Decision Trees

Learning objectives

Describe how a decision tree splits data using if/else thresholds on features.
Compute entropy \(H(S)\) for a dataset with binary labels.
Calculate information gain for a proposed split and choose the best splitting threshold.

Concept and real-world motivation

A decision tree answers the question “which class does this belong to?” through a sequence of if/else questions. At each internal node, the tree picks a feature and a threshold (e.g. “is feature1 > 3?”). Points that satisfy the condition go left; the rest go right. This repeats until reaching leaf nodes that assign class labels. The tree learns by choosing splits that maximize information gain — the reduction in uncertainty (entropy) after the split.

Decision trees are appealing because they are interpretable: you can trace exactly why a prediction was made. They also handle non-linear boundaries naturally. In RL, decision trees appear as interpretable policy representations: instead of a black-box neural network, an agent’s policy can be a tree — “if speed > 5 and obstacle_ahead, then brake.” This allows human inspection of learned behaviors.

Illustration: A two-level decision tree splitting on feature1, then feature2.

graph TD A["feature1 > 3?"] -->|Yes| B["feature2 > 1?"] A -->|No| C["Class A"] B -->|Yes| D["Class B"] B -->|No| E["Class A"]

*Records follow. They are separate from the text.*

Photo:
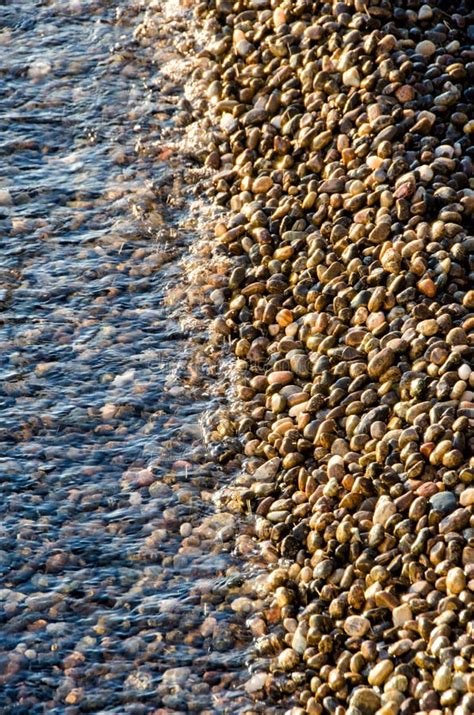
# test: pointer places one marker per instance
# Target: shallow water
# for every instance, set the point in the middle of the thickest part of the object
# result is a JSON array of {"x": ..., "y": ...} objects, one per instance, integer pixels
[{"x": 115, "y": 569}]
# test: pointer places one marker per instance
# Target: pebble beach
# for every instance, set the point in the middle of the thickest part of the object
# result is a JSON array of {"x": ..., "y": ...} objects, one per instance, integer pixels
[{"x": 237, "y": 337}]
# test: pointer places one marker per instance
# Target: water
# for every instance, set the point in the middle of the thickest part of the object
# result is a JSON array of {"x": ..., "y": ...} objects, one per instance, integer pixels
[{"x": 115, "y": 568}]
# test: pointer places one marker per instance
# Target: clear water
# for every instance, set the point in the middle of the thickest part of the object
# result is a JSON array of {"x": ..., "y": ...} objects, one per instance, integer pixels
[{"x": 115, "y": 569}]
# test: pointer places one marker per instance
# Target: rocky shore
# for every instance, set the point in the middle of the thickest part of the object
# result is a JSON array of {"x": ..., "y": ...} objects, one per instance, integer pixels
[{"x": 340, "y": 135}]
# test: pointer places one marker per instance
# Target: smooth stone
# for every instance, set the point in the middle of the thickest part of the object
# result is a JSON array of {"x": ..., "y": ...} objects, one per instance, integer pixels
[
  {"x": 356, "y": 626},
  {"x": 425, "y": 48},
  {"x": 445, "y": 502}
]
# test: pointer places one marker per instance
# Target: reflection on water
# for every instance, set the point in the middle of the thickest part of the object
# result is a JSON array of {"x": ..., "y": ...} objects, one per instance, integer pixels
[{"x": 116, "y": 575}]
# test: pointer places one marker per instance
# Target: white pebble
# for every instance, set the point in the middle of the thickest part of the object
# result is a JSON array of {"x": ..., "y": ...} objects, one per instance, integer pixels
[
  {"x": 425, "y": 48},
  {"x": 425, "y": 12},
  {"x": 464, "y": 372},
  {"x": 5, "y": 198},
  {"x": 39, "y": 69}
]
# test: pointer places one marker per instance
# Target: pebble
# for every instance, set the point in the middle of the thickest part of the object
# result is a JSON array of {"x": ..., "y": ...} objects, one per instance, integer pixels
[
  {"x": 346, "y": 196},
  {"x": 425, "y": 48}
]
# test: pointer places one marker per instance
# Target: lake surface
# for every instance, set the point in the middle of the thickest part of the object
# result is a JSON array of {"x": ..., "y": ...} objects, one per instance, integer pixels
[{"x": 117, "y": 575}]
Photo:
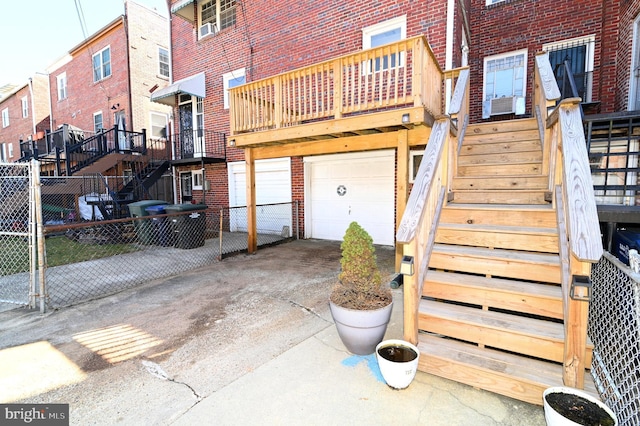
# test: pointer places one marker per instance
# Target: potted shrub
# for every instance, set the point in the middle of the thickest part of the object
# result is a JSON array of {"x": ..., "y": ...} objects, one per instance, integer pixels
[
  {"x": 567, "y": 406},
  {"x": 360, "y": 304}
]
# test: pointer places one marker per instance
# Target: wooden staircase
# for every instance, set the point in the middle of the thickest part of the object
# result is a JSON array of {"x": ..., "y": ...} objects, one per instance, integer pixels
[{"x": 491, "y": 313}]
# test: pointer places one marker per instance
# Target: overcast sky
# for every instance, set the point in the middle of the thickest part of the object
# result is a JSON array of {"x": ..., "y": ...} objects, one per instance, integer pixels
[{"x": 36, "y": 33}]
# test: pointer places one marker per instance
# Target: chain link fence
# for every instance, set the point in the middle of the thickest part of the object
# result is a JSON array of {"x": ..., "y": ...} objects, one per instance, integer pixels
[
  {"x": 16, "y": 234},
  {"x": 94, "y": 245},
  {"x": 614, "y": 328}
]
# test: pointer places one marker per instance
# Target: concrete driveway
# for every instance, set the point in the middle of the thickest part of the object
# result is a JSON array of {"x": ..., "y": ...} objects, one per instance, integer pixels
[{"x": 248, "y": 340}]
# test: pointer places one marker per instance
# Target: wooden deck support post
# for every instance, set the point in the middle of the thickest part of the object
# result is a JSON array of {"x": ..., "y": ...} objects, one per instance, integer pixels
[
  {"x": 402, "y": 185},
  {"x": 252, "y": 226}
]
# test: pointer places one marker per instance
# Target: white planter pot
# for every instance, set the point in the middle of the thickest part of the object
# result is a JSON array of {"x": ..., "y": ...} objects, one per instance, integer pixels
[
  {"x": 555, "y": 418},
  {"x": 398, "y": 362},
  {"x": 361, "y": 331}
]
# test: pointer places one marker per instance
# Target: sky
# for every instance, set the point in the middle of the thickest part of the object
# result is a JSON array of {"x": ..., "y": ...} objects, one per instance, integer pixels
[{"x": 36, "y": 33}]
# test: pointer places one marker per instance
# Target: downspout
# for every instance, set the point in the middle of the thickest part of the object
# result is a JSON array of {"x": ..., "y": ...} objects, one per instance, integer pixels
[
  {"x": 33, "y": 108},
  {"x": 448, "y": 61},
  {"x": 170, "y": 47}
]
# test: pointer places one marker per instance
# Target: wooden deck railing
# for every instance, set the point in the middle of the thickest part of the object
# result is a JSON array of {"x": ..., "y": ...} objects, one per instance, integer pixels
[
  {"x": 579, "y": 230},
  {"x": 418, "y": 225},
  {"x": 403, "y": 73}
]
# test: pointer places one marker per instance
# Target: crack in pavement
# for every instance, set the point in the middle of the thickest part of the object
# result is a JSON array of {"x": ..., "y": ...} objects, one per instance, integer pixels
[{"x": 157, "y": 371}]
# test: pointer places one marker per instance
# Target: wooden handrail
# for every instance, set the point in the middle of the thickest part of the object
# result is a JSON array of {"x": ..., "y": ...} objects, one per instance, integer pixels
[
  {"x": 421, "y": 216},
  {"x": 402, "y": 73}
]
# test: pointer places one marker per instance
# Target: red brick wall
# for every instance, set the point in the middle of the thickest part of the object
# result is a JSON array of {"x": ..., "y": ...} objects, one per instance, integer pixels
[
  {"x": 21, "y": 128},
  {"x": 628, "y": 13},
  {"x": 84, "y": 97},
  {"x": 272, "y": 36},
  {"x": 519, "y": 24}
]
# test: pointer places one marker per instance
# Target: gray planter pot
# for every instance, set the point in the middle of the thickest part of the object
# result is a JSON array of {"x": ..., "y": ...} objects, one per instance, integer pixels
[{"x": 361, "y": 331}]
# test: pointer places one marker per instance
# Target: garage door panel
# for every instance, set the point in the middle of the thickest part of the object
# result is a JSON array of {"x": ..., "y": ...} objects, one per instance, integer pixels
[{"x": 368, "y": 180}]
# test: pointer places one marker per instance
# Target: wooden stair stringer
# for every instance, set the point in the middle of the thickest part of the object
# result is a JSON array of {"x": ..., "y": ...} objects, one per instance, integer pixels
[{"x": 506, "y": 374}]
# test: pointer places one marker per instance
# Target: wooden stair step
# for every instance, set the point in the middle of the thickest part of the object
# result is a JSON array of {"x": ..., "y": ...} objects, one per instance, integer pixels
[
  {"x": 506, "y": 374},
  {"x": 541, "y": 215},
  {"x": 526, "y": 140},
  {"x": 514, "y": 197},
  {"x": 497, "y": 262},
  {"x": 528, "y": 336},
  {"x": 500, "y": 158},
  {"x": 499, "y": 236},
  {"x": 536, "y": 182},
  {"x": 515, "y": 169},
  {"x": 533, "y": 298}
]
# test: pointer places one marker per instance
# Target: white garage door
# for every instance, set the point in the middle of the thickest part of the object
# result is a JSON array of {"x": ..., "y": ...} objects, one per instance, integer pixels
[
  {"x": 273, "y": 186},
  {"x": 350, "y": 187}
]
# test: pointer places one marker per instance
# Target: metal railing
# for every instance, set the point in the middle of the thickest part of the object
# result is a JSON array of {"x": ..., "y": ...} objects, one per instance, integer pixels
[{"x": 613, "y": 144}]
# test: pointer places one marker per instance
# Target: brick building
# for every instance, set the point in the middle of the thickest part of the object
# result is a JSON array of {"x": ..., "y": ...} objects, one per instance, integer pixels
[
  {"x": 220, "y": 44},
  {"x": 596, "y": 36},
  {"x": 110, "y": 76},
  {"x": 25, "y": 113}
]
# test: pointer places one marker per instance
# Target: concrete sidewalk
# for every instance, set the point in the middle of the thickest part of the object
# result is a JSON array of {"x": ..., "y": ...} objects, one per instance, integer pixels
[{"x": 249, "y": 340}]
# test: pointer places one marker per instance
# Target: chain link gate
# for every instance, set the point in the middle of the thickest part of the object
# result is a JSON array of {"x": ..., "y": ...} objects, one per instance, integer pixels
[
  {"x": 17, "y": 234},
  {"x": 614, "y": 329}
]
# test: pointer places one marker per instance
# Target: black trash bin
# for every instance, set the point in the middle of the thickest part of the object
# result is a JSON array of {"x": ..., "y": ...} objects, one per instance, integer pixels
[
  {"x": 161, "y": 227},
  {"x": 188, "y": 228},
  {"x": 144, "y": 228}
]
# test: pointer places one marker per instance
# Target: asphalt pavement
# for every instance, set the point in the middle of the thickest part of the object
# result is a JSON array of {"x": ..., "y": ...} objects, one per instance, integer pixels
[{"x": 248, "y": 340}]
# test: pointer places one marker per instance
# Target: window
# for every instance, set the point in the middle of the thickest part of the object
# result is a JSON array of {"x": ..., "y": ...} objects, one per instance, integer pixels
[
  {"x": 216, "y": 15},
  {"x": 185, "y": 186},
  {"x": 5, "y": 117},
  {"x": 97, "y": 122},
  {"x": 504, "y": 84},
  {"x": 163, "y": 62},
  {"x": 198, "y": 179},
  {"x": 102, "y": 64},
  {"x": 415, "y": 158},
  {"x": 158, "y": 125},
  {"x": 578, "y": 54},
  {"x": 25, "y": 107},
  {"x": 231, "y": 80},
  {"x": 62, "y": 86},
  {"x": 384, "y": 33}
]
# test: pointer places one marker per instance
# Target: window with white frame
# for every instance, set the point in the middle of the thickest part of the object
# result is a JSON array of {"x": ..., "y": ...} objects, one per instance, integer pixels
[
  {"x": 215, "y": 15},
  {"x": 25, "y": 107},
  {"x": 97, "y": 121},
  {"x": 158, "y": 125},
  {"x": 383, "y": 33},
  {"x": 577, "y": 54},
  {"x": 504, "y": 86},
  {"x": 62, "y": 86},
  {"x": 102, "y": 64},
  {"x": 198, "y": 179},
  {"x": 231, "y": 80},
  {"x": 5, "y": 117},
  {"x": 163, "y": 62}
]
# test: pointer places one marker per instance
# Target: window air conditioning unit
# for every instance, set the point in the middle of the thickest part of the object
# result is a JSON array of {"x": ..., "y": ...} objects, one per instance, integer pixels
[{"x": 207, "y": 29}]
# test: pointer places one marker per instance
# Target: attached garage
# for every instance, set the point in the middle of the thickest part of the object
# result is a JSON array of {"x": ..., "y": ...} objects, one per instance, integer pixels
[
  {"x": 273, "y": 186},
  {"x": 342, "y": 188}
]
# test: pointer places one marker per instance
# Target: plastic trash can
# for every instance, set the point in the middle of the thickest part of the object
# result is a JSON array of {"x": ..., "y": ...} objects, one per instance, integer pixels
[
  {"x": 188, "y": 228},
  {"x": 144, "y": 228},
  {"x": 160, "y": 226}
]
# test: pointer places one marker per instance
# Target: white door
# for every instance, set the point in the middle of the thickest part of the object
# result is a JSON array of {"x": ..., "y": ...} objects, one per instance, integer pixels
[
  {"x": 350, "y": 187},
  {"x": 273, "y": 187}
]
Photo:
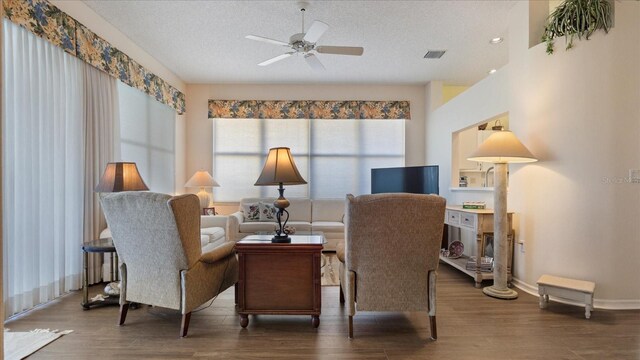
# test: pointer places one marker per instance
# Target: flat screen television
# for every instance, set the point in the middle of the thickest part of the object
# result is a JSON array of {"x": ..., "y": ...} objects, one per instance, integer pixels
[{"x": 412, "y": 179}]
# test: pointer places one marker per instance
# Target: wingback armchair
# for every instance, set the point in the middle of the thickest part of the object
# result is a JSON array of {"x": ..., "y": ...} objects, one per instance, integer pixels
[
  {"x": 390, "y": 254},
  {"x": 157, "y": 238}
]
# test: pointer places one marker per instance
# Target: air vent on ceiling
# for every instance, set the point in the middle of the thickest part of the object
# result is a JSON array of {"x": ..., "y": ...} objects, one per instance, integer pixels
[{"x": 434, "y": 54}]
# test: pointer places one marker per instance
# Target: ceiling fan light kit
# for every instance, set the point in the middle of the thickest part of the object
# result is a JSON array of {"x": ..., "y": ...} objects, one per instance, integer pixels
[{"x": 304, "y": 43}]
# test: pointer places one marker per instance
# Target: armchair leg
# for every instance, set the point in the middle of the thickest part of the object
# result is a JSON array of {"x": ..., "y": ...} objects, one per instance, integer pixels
[
  {"x": 434, "y": 330},
  {"x": 123, "y": 313},
  {"x": 184, "y": 326}
]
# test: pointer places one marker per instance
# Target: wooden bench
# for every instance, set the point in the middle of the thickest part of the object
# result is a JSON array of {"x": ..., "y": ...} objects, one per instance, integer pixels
[{"x": 577, "y": 290}]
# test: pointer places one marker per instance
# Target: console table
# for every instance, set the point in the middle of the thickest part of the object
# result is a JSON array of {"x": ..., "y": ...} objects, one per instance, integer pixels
[
  {"x": 279, "y": 278},
  {"x": 480, "y": 222}
]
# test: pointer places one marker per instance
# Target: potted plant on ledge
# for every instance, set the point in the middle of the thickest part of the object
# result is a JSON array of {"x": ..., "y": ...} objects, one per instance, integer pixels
[{"x": 576, "y": 17}]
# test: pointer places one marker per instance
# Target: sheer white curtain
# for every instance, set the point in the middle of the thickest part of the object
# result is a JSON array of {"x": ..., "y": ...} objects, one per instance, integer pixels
[
  {"x": 147, "y": 136},
  {"x": 60, "y": 128},
  {"x": 43, "y": 170}
]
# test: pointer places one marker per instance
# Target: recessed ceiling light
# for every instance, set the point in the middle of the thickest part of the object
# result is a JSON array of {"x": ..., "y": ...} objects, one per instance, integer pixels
[{"x": 434, "y": 54}]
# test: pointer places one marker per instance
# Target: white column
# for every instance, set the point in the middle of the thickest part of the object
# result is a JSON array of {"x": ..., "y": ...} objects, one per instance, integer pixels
[{"x": 500, "y": 233}]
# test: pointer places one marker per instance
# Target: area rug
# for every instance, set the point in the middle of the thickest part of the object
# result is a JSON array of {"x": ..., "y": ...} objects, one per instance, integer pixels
[
  {"x": 330, "y": 270},
  {"x": 19, "y": 345}
]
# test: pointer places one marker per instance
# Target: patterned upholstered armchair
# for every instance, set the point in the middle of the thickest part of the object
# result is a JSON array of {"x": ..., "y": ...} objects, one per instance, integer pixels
[
  {"x": 157, "y": 238},
  {"x": 390, "y": 253}
]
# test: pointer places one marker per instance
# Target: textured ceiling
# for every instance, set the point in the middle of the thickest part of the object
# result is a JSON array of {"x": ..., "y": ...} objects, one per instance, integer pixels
[{"x": 203, "y": 41}]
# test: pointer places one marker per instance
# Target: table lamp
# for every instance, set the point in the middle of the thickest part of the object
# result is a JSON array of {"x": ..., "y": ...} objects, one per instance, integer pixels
[
  {"x": 203, "y": 180},
  {"x": 117, "y": 177},
  {"x": 279, "y": 169},
  {"x": 501, "y": 148},
  {"x": 121, "y": 176}
]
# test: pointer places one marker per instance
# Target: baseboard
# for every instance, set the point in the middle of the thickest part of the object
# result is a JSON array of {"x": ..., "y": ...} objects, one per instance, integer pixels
[{"x": 597, "y": 303}]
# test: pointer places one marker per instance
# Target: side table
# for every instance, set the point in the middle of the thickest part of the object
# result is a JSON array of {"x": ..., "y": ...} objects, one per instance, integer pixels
[
  {"x": 98, "y": 246},
  {"x": 279, "y": 278}
]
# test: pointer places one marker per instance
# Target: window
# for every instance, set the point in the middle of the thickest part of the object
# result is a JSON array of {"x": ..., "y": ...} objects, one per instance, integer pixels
[
  {"x": 334, "y": 156},
  {"x": 147, "y": 136}
]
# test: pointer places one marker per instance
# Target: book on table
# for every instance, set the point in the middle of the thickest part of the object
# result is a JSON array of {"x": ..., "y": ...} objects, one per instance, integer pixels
[{"x": 474, "y": 205}]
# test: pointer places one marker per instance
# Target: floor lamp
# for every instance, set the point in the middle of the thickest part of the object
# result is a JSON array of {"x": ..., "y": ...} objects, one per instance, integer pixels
[{"x": 501, "y": 148}]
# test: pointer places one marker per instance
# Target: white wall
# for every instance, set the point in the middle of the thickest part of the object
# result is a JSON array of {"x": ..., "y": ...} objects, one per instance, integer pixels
[
  {"x": 199, "y": 127},
  {"x": 578, "y": 111},
  {"x": 85, "y": 15},
  {"x": 479, "y": 103}
]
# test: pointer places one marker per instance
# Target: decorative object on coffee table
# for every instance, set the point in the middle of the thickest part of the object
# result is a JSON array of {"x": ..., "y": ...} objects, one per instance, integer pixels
[
  {"x": 209, "y": 211},
  {"x": 501, "y": 148},
  {"x": 280, "y": 169},
  {"x": 203, "y": 180}
]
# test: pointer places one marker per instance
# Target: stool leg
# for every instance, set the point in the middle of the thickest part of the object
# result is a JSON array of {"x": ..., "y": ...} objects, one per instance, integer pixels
[
  {"x": 544, "y": 298},
  {"x": 589, "y": 306},
  {"x": 85, "y": 281}
]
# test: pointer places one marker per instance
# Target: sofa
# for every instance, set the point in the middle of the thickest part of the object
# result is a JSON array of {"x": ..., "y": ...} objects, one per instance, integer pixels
[
  {"x": 258, "y": 215},
  {"x": 213, "y": 229}
]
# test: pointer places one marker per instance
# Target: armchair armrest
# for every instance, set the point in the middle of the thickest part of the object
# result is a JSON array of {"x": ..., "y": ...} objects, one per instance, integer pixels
[
  {"x": 233, "y": 226},
  {"x": 213, "y": 221},
  {"x": 218, "y": 253}
]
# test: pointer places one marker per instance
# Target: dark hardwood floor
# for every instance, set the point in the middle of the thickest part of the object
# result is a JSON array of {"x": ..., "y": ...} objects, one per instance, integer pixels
[{"x": 470, "y": 326}]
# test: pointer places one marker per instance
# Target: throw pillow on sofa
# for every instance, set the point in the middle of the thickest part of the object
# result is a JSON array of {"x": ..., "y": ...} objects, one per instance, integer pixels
[
  {"x": 251, "y": 212},
  {"x": 267, "y": 212}
]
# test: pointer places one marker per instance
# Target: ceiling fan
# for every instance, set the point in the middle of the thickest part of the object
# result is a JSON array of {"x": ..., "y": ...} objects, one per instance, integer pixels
[{"x": 305, "y": 44}]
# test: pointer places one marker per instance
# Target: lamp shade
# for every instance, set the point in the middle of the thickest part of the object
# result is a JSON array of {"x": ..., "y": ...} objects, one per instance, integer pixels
[
  {"x": 121, "y": 176},
  {"x": 201, "y": 179},
  {"x": 502, "y": 147},
  {"x": 280, "y": 169}
]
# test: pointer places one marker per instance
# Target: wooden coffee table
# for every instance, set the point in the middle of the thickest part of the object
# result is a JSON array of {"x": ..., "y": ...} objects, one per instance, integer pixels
[{"x": 279, "y": 279}]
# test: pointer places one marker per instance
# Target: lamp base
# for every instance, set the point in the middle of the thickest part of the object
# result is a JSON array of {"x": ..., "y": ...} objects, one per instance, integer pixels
[
  {"x": 506, "y": 294},
  {"x": 281, "y": 239}
]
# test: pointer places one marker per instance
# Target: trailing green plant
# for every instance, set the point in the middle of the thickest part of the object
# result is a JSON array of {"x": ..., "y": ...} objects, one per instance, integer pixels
[{"x": 576, "y": 18}]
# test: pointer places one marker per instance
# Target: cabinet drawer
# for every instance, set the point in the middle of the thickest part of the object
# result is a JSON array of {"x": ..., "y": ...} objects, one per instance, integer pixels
[
  {"x": 468, "y": 220},
  {"x": 453, "y": 217}
]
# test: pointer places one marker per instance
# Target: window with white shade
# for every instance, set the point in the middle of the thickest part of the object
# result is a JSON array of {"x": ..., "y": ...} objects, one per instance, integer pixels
[
  {"x": 147, "y": 137},
  {"x": 334, "y": 156}
]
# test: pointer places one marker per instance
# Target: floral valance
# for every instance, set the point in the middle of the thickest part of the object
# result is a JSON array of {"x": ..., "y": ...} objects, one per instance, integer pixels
[
  {"x": 308, "y": 109},
  {"x": 55, "y": 26}
]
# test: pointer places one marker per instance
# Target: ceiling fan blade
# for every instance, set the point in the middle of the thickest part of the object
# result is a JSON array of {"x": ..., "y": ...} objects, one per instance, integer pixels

Exercise: For a dataset with feature x = [1,2,3,4,5,6] and labels = [0,0,0,1,1,1]:

Compute entropy of the full dataset.
Try split at x = 3.5: compute entropy of each side.
Compute information gain for this split.

Try it — edit and run (Shift+Enter)

Professor’s hints

Entropy formula: \(H(S) = -\sum_c p_c \log_2 p_c\). Use np.bincount(y) to count each class, divide by len(y) for probabilities.
Pure node (all one class) has entropy 0. Perfectly mixed node (50/50 binary) has entropy 1 bit. These are the extremes.
Information gain = \(H(\text{parent}) - \frac{|L|}{N} H(L) - \frac{|R|}{N} H(R)\). Maximum gain means the split perfectly separates classes.

Common pitfalls

Using log instead of log2: Entropy in bits uses \(\log_2\). Using natural log gives entropy in nats — numerically different. Both are valid measures, but be consistent.
Zero probability terms: If a class is absent from a split, \(p = 0\) and \(0 \times \log_2(0)\) is undefined mathematically but defined as 0 by convention. Filter out zero-count classes with counts[counts > 0].
Overfitting to full depth: A tree grown until every leaf is pure will memorize training data. Always use max_depth or min_samples_leaf to regularize.

Worked solution

 1
 2
 3
 4
 5
 6
 7
 8
 9
10
11
12
13
14
15
16
17
18
19
20
import numpy as np

def entropy(y):
    n = len(y)
    if n == 0:
        return 0.0
    counts = np.bincount(y)
    probs = counts[counts > 0] / n
    return -np.sum(probs * np.log2(probs))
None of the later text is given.